In the same period, the Executive, crippled by straitened budgets and periods of political vacuum, has been unable to widen its US mission beyond its single office in Washington D.C.
Not so Dublin which measures the return on its expanding network of consulates not in poor monetary terms but in jobs created and partnerships forged. In the Republic, US companies now employ over 250,000 employees - the vast majority well-paid.
The trend continues: Open AI, which last week reached a valuation of £120bn, decided last year locate its European base in Dublin. A sign that our Southern neighbours are set to make hay in the coming AI revolution courtesy of their fertile US connections.
If you prefer to look at the diplomatic return, witness how America leaned on the British when the Brexit going got tough.
Since Covid, two million Americans have moved from North to South in the US - a significant number of them entrepreneurs and business leaders. Six Southern States in the US generate a greater GDP than the 13 Northeastern States. Our Department of Foreign Affairs friends in St Stephen's Green read the runes and acted accordingly.
It was in response to the American economic shift south that we found our bridge building efforts from Belfast bringing us to Birmingham, Alabama, capital of the Black Civil Rights Movement, epicentre of Scots-Irish emigration and home to the most exciting tech community in the Southeast of the USA. Don't take my word for it: Ask Giancarlo DiVece, CEO of $100m global company Unosquare who has just acquired a 100-strong software company in the city - to join the company's global family which includes an 80-strong Belfast outpost.
In the Magic City — so named for the rapid, even miraculous, growth of its steel industry in the early 20th Century — Aisling Events was hosting the first-ever event linking two great cites, Belfast and Birmingham, already bonded by their common civil rights struggles.
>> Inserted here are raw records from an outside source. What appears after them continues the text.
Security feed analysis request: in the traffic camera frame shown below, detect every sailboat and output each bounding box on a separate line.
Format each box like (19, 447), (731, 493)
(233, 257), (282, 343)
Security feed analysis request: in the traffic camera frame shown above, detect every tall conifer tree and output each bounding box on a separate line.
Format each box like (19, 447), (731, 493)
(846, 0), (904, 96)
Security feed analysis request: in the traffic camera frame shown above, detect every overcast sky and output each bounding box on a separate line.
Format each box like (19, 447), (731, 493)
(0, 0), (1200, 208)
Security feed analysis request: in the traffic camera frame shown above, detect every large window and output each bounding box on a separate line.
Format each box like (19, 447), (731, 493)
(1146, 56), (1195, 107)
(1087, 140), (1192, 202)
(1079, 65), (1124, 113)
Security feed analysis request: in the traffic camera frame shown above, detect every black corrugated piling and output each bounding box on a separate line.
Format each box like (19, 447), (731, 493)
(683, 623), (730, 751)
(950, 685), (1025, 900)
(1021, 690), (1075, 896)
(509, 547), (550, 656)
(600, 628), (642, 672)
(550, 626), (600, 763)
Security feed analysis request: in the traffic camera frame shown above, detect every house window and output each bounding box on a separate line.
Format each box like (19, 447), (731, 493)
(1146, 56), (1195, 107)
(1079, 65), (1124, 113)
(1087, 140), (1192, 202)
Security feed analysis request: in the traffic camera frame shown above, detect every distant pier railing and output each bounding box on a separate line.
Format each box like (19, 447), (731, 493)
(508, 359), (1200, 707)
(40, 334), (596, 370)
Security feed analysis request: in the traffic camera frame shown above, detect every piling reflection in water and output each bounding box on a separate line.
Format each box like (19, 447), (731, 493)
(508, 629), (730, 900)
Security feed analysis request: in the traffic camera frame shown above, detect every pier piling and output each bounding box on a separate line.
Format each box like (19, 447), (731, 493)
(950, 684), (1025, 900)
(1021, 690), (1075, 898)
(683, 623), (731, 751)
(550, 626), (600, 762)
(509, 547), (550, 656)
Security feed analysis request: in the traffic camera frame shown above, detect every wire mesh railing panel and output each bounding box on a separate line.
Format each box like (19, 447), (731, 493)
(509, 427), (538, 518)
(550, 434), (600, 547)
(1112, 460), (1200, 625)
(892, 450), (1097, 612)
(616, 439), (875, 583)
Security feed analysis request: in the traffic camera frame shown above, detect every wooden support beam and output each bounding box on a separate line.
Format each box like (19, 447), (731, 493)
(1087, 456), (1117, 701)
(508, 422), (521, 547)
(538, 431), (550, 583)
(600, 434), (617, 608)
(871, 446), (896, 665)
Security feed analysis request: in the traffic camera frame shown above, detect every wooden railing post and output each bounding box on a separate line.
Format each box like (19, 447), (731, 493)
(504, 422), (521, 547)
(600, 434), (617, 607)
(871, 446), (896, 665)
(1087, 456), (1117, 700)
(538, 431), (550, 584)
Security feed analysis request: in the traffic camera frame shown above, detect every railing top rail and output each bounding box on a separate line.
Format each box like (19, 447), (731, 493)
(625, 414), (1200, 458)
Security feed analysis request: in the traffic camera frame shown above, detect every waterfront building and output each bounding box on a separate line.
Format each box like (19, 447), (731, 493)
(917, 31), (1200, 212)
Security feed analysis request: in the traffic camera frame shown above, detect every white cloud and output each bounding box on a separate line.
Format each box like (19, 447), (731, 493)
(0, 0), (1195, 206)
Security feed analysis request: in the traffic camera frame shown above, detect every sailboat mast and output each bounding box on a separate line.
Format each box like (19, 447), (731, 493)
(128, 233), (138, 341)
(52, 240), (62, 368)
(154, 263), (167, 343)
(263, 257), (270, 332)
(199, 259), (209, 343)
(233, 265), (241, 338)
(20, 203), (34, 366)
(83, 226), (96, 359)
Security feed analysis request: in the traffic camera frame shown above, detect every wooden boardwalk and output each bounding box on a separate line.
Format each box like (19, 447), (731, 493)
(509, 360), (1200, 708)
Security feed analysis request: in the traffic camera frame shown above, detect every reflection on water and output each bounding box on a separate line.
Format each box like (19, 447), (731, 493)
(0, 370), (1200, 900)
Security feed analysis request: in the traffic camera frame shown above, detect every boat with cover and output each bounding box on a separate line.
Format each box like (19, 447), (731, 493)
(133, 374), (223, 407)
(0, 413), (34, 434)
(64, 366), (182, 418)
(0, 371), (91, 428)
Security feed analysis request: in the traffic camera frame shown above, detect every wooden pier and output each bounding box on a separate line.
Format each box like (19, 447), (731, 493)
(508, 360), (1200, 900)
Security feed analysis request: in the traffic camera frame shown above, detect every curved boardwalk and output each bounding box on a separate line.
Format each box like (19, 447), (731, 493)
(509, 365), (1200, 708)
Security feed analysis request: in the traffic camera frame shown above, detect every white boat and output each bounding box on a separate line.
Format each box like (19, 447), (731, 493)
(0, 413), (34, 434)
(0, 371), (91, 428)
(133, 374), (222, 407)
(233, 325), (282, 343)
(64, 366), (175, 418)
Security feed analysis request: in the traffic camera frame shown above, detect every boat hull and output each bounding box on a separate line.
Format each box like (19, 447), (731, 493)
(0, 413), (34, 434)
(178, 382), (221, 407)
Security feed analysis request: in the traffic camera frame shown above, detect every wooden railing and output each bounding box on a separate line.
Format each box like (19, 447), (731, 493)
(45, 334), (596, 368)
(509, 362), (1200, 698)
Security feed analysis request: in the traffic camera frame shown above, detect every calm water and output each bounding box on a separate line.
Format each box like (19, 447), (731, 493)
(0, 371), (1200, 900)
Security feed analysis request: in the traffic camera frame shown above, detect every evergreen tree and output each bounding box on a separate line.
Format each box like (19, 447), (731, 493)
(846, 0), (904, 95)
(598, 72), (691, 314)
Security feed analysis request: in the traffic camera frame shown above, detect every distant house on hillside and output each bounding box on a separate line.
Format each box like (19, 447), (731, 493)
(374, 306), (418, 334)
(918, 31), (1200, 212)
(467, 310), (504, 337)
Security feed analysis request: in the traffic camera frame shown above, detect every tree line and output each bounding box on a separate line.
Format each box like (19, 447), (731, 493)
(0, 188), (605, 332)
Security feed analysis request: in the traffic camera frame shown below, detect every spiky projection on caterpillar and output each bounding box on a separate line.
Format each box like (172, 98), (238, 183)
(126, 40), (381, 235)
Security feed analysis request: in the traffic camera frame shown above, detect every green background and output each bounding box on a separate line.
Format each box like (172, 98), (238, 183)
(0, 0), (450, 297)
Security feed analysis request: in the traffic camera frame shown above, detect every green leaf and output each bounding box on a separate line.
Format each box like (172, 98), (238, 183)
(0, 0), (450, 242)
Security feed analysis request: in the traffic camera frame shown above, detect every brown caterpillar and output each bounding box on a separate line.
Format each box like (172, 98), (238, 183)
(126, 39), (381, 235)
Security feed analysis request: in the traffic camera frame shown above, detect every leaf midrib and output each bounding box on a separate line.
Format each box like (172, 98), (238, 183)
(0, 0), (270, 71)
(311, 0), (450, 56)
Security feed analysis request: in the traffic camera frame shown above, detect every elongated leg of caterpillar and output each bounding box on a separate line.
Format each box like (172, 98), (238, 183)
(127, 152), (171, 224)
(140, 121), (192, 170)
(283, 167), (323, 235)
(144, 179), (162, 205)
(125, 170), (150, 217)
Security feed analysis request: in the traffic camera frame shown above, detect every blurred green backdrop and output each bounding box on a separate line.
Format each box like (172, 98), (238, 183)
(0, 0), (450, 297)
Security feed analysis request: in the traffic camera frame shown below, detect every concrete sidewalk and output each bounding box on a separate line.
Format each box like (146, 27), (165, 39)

It was no surprise to me that we were received with open arms by a city which already boasts a strong tech eco-system, including the TechBirmingham Network, the annual SLOSS Tech conference and the Birmingham AI coalition - all on top of the powerhouse which is the University of Alabama at Birmingham (with a research budget three times that of UU and QUB combined).
In a video address to the Birmingham Roundtable, Economy Minister Conor Murphy made it clear he's well aware that the times they are a'changing by saluting tech advances in the Southern States while referencing, at home, his recent £16m investment in the new AI Collaboration Centre.
The challenge now for the Executive will be to find a way, within its anaemic budgets, to set out its own stall in the Southern States.
And why, dear reader, does that matter to you? Well, because it means the difference between you, or your children and grandchildren, working in the industries of tomorrow instead of being trapped in low-paying call centre jobs where staff will, sooner rather than later, be replaced by Open AI's bots.